Altra parola del lessico thai che innesca molti equivoci culturali è chai. Significa cuore, ma in molti casi la traduzione migliore è mente. Infatti chai yen, il cuore freddo, è considerato una virtù. Tradotto come mente fredda rende meglio l’idea: è quella disposizione caratteriale e psicologica che permette di mantenere la calma. Al contrario chai rawn (un cuore o una mente calda) è quanto di più deprecabile: chi dimostra chai rawn gode di scarsa considerazione perché non è in grado di controllare le proprie emozioni. Ecco perché manifestare aggressività con un thai non serve a intimidirlo. Anzi, il locale ne trae la conclusione che si trova di fronte a una persona incapace di controllarsi. Allo stesso modo ogni altra manifestazione di forza (compreso lo stringere la mano con energia) viene considerata una forma di chai rawn, o comunque di maleducazione.
Una delle variazioni sul tema del cuore è kreng chai, dove kreng significa riverente.
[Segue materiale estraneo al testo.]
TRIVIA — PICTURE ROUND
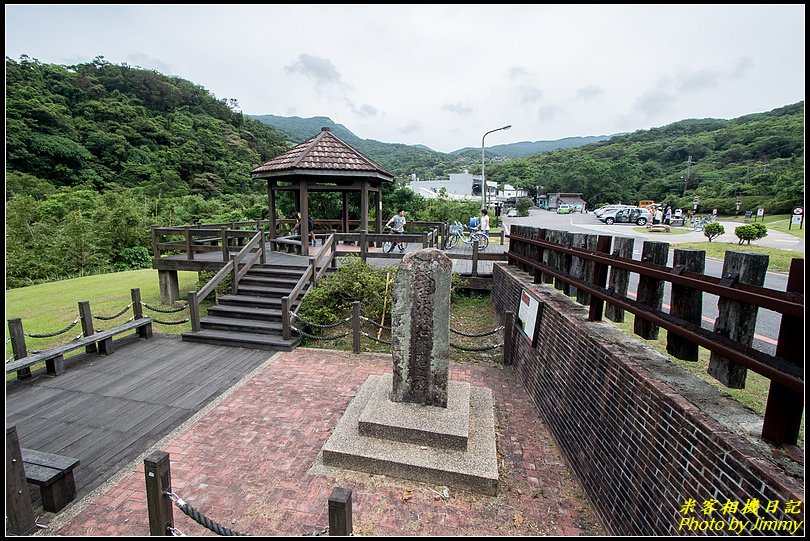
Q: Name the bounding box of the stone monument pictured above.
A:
[322,249,498,495]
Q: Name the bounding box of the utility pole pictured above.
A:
[683,156,692,195]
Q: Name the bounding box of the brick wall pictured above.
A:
[492,264,804,535]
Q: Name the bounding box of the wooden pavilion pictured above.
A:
[251,128,394,255]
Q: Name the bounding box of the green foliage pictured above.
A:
[487,101,804,214]
[515,197,532,216]
[703,222,726,242]
[298,256,396,325]
[734,223,768,244]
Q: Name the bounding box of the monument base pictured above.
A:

L’espressione non si può semplicemente tradurre come «un cuore riverente». Indica, infatti, un complesso di sentimenti ed emozioni che vanno dal rispetto alla paura, dalla sottomissione all’affetto. È il nucleo fondante del sistema di relazioni sociali thailandesi e ne attiva tutte le manifestazioni. Kreng chai significa dimostrare attenzione agli altri, partecipazione ai loro problemi, volontà di renderli felici. E così molto spesso i thai non esprimono il proprio pensiero quando credono possa offendere l’interlocutore o metterlo in imbarazzo. È un modo per evitare che l’altra persona perda la faccia, cosa che avverrebbe se si facesse notare un suo errore. Questo per uno straniero può rivelarsi un problema. Spesso, infatti, un thai risponde a una domanda dicendo ciò che pensa tu voglia sentirti dire, anziché la verità. Meglio dunque porre domande che non sottintendano una scelta già compiuta.
Questa norma è così connaturata perché fa parte del sistema che costituisce l’impalcatura della società, definito nel rapporto pii-nong. Vale a dire anziano-giovane. Meglio ancora: maggiore-minore. Un rapporto gerarchico molto complesso: riguarda l’età, le gerarchie familiari, professionali, economiche, sociali, culturali, l’esperienza, lo status. È un sistema che cristallizza le stratificazioni sociali, viste come un’espressione del karma, un destino assegnato in funzione dei meriti acquisiti nelle vite precedenti. Per la cultura occidentale, in cui i valori gerarchici sono sempre più messi in discussione, è un sistema incomprensibile; peggio, esecrabile. E ingenera l’ennesimo errore di comportamento.
Per molti «viaggiatori», il modo apparentemente più facile d’integrarsi nella cultura thai è salutare tutti. Nel segno del wai, il tradizionale gesto di saluto congiungendo i palmi delle mani di fronte al viso e abbassando leggermente il capo. In apparenza un modo spirituale e democratico di rapportarsi all’altro. Spirituale lo è, ma non nella forma in cui lo intendono i neo-orientalisti, quale suggestivo segno di pace. Il wai, infatti, rappresenta l’unione delle forze cosmiche che compongono l’energia presente in ogni cosa e in tutti gli esseri. Ma democratico proprio no. Il wai al contrario è regolato dalla gerarchia: normalmente è rivolto dal minore al maggiore e con diverse sfumature nell’inchino e nella posizione delle mani. Per questo rivolgersi col wai per primi a chiunque non è considerato una forma di educazione democratica. Anzi, rischia di mettere in imbarazzo chi lo riceve.
Alla fine, a forza di scansare equivoci, il vero rischio è la tipica sindrome degli expat provocata dal confronto tra visioni della vita troppo diverse, tradizione e modernità, misticismo e materialismo.